Your Dust to Dust-related news of the week:
I can't believe I live this close to Northfield and have never been to Defeat of Jesse James Days. It was last weekend though and I needed a break after spending the previous two weekends at the Minnesota State Fair and the Renaissance Festival. At least Rough Draft has the report on DJJD to console me. I'll have to plan better for next year though.
Related to that, Travel & Leisure has a list of other places you can go visit in the footsteps of Jesse James.
A couple of other articles on Jesse went up this week thanks to the movie. Since the movie premiered Brad Pitt's been talking about the link between the events of Jesse's life and the celebrity-worship that still goes on today. The Assassination of Jesse James is mostly about that and how the phenomenon turned deadly for Jesse. The Washington Post covers that part of the story pretty well and also talks about how Jesse's legend -- even during his lifetime -- was exaggerated by the dime novels of the day. Not only was he made famous; his exploits were glamorized to the point that he became known as a Robin Hood figure. I mean, he was played by Roy freakin' Rogers, for crying out loud.

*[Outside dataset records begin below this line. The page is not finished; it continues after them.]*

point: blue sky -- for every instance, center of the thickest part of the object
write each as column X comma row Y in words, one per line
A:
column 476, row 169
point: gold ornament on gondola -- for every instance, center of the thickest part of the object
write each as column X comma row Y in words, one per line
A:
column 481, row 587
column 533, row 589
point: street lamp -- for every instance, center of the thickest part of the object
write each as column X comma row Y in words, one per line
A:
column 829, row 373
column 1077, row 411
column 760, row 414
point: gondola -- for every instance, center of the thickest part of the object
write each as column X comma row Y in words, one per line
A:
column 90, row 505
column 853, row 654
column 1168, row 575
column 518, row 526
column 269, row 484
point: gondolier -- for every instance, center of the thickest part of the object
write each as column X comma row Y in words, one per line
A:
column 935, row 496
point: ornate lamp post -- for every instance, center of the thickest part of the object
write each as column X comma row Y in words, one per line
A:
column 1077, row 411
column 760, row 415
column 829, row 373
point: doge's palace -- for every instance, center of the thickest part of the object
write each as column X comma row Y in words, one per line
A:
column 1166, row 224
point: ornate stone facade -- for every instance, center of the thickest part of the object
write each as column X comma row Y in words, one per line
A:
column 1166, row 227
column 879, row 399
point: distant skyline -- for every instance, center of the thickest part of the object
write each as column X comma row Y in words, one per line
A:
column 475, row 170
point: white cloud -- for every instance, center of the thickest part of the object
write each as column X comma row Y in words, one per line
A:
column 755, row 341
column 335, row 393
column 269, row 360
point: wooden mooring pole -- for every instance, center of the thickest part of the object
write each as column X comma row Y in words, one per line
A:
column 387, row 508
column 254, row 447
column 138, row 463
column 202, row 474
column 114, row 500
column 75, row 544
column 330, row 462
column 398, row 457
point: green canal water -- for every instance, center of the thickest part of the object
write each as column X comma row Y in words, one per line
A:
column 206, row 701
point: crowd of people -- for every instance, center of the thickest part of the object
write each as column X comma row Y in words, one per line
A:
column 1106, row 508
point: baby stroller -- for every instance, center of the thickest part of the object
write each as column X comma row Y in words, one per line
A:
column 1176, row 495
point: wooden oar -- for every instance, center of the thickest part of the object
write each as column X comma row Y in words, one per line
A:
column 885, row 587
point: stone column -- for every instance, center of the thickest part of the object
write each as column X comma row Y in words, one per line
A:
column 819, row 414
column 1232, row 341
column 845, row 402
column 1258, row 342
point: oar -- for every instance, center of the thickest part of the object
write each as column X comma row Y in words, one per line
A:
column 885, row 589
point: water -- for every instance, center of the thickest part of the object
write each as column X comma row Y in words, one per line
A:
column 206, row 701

But, as U.S. News and World Report points out, "James himself would have considered this notion a great joke. He more likely would have agreed with a famous bandit of a later generation, Willie Sutton. When someone asked Sutton why he robbed banks, he supposedly replied: 'Because that's where the money is.'"
The article goes on to analyze Jesse's motives in depth and connects them to the Civil War: "These guerrillas were anything but the poor farmers of folklore. Many of them (like James) came from families that were three times more likely to own slaves and possessed twice as much wealth as the average Missouri family. James fought during the war against emancipation and after the war against the Republican Party that freed and enfranchised the slaves. Many of the banks and express companies struck by the James gang were owned by individuals or groups associated with the Republican Party. Like the Ku Klux Klan in former Confederate states, the James gang did its best to undermine the new order ushered in by Northern victory in the Civil War."
That's something that Alex Ness and I latched onto in the backstory for Dust to Dust. Our Jesse is no hero. He's not even an anti-hero. He's a ruthless bigot who's grown more dangerous with age. He may be old, but he's more than a match for poor Machine Gun Kelly (another man whose legend was distorted by the media of his day) who makes the mistake of wandering into Jesse's town to set up a still with a Black man in his gang.
Anyway, Jesse's celebrity is interesting and all, but more than anything else, it's this idea of him as a Southern patriot that I'm most curious to see if the movie portrays.